While you're making all of these necessary improvements, make sure to address this bad habit as well! Read on to learn more, and when you're finished, be sure to check out People Swear by the 'Scandinavian Sleep Method' for Better Sleep: 'It's Absolutely Amazing!'
This is the worst sleeping habit that's aging you faster.
"The worst sleeping habit that's aging you faster is not sleeping enough! The most important thing for your well-being and vitality is that you DO get sleep," Standish stresses. "One UCLA study found that even one night of partial sleep deprivation in older adults activates genes related to biological aging."
One out of three U.S. adults don't get enough sufficient rest or sleep on a daily basis, the Centers for Disease Control and Prevention (CDC) reports. In addition, almost 40% of adults report nodding off during daytime hours—without planning on it—a minimum of once a month.
Not getting sufficient sleep is correlated to various health concerns and diseases, such as heart disease, type 2 diabetes, depression, and obesity, the National Heart, Lung, and Blood Institute explains. Heart disease has been the #1 cause of mortality in this country ever since 1950.
The benefits of getting "beauty sleep":
"There's a reason they call it 'beauty sleep!' Sleep allows your body and brain to repair and rejuvenate at the cellular level," Standish tells us. "During sleep, your cells produce more protein molecules which form the building blocks for cell repair. In addition, during sleep, your cerebrospinal fluid acts to drain the brain's waste products and toxins that accumulate during waking hours (including the beta-amyloid protein, which contributes to Alzheimer's disease)."

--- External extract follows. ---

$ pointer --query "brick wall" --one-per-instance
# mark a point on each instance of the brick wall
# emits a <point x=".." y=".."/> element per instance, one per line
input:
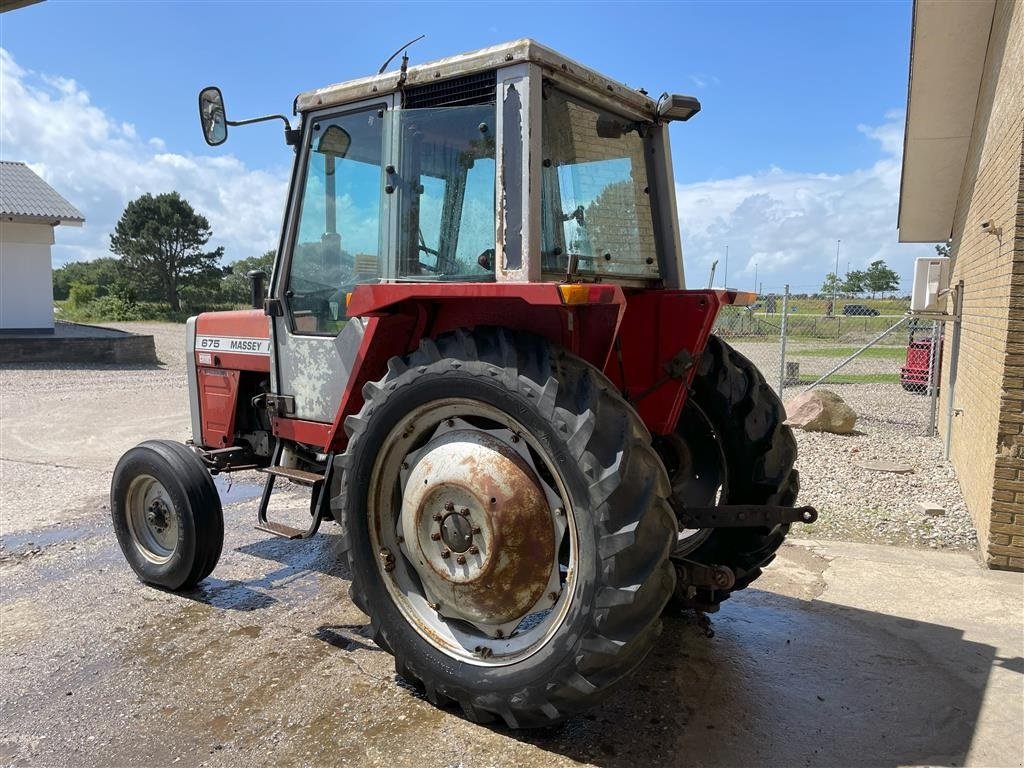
<point x="987" y="444"/>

To make sure you're getting a restful night of beauty sleep, Standish encourages you to "practice good sleep hygiene." This means powering down or stowing away electronic devices 30 to 60 minutes before sleep and giving your nervous system some wind-down time with a good read. You can also perform gentle stretches or a soothing non-sleep deep rest (NSDR) mindfulness practice.
"Eventually, your bedtime routine will become part of your signal to your body and mind that it's time to relax and sleep deeply," Standish says.